En La balsa de la medusa, cuadro del romanticismo francés, Géricault trató de ilustrar el cúmulo de emociones que los individuos destilan al enfrentarse a grandes adversidades.
La pintura retrata el naufragio de una fragata de la marina francesa, Méduse, luego de que 150 navegantes lograran construir una balsa improvisada para después quedar a la deriva durante trece días, en los que entre la locura y la desesperación recurrieron al asesinato y canibalismos. Al final, de todos ellos, lograron sobrevivir sólo quince.
Vista minuciosamente, se observa sobre el lienzo cómo algunos individuos siguen aferrados a la vida, volviendo la espalda a los demás y mirando el cielo; otros, con cabeza gacha, optan por la muerte dejando arrastrarse por el mar; los últimos, en medio de la balsa, indecisos y con rictus de incertidumbre, prefieren padecer la suerte y resignarse a lo que depare el destino. La pintura es, de hecho, una crítica a la incompetencia del capitán designado por Luis XVIII, delatando la negligencia en la restaurada monarquía francesa.
Por supuesto, dicha crítica no sólo puede ser entendida como el efecto de un sistema con excesos de corrupción. También puede ser vista como el impulso para actuar, la iniciativa que las personas evocan al enfrentar vicisitudes que superan su control, pero de igual forma ejecutan sin vacilar. La otra cara de la moneda revela el sitio en que algunos individuos optan por la quietud, acaso la mera resignación, frente a problemas que al parecer insalvables, optan por padecer silenciosamente.
Zygmunt Bauman elabora una distinción similar al diferenciar al individuo de jure del individuo de facto. El primero, como su nombre lo indica, es un individuo constituido y protegido por derechos inherentes a su persona, pero su composición al actuar es simple: solitario, está encerrado en sí mismo y se mueve bajo las directrices que marca el espacio público y privado, cubierto con aspiraciones meramente individualistas. El individuo de facto es más complejo: concienzudo, actúa no sólo acorde a lo establecido en el statu quo, más bien lo critica e intenta ir más allá de lo individualizado.
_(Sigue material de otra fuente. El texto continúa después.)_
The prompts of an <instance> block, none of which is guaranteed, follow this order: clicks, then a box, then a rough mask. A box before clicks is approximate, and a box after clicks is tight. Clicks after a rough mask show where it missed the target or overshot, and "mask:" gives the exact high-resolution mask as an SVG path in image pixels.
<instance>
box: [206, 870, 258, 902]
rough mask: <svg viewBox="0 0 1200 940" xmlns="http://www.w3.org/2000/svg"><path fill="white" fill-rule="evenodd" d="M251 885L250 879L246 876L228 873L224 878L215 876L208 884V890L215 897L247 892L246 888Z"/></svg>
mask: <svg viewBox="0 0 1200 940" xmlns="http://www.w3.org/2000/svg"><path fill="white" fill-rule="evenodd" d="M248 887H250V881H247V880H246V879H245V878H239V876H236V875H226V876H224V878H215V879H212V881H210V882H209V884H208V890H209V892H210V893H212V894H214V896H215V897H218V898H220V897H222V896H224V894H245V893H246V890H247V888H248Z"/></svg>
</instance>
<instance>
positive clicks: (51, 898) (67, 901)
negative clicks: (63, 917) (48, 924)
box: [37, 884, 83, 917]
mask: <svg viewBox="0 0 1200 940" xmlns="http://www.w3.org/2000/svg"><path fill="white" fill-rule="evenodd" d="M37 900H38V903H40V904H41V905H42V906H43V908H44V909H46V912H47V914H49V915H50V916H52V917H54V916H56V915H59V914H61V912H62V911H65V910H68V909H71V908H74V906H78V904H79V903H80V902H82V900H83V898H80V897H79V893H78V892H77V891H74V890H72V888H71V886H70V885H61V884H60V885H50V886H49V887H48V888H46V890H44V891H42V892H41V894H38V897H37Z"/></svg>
Como también Habermas advierte, el primer grupo son personas guiadas por intereses propios que utilizan sus derechos subjetivos, incluso a veces sufren, como armas contra otras personas. El individuo de jure es solamente eso: un individuo atomizado, un sujeto para sí. De modo que el individuo de facto es una categoría potencial del primero, la culminación de una transformación: el ciudadano. Y a diferencia del individuo, el ciudadano es un sujeto reflexivo y solidario.
Por decirlo de alguna forma, el ciudadano no nace, se hace. Y de él se espera el uso consciente y activo de sus derechos, así como de la participación y exigencia, no sólo en tiempos electorales, inclinado al bien colectivo. Es un actor que asume la responsabilidad de decidir y formular una opinión basada en ideales éticos. Tal vez el momento en que puede contrastarse la distinción entre ambos es durante episodios decisivos, momentos de crisis y turbulencias políticas que afectan directamente a la sociedad.
Algunos tripulantes, durante el naufragio de Méduse, lograron levantarse para guiar la balsa, cuando otros se resignaron a la desgracia. La política, y sobre todo la democracia, necesita de ciudadanos y no individuos, dispuestos a tomar una iniciativa responsable. Después de todo, cuando el capitán falla, sólo quedan los marineros. Y cuando la democracia se inclina a tendencias autoritarias, el último baluarte es el ciudadano.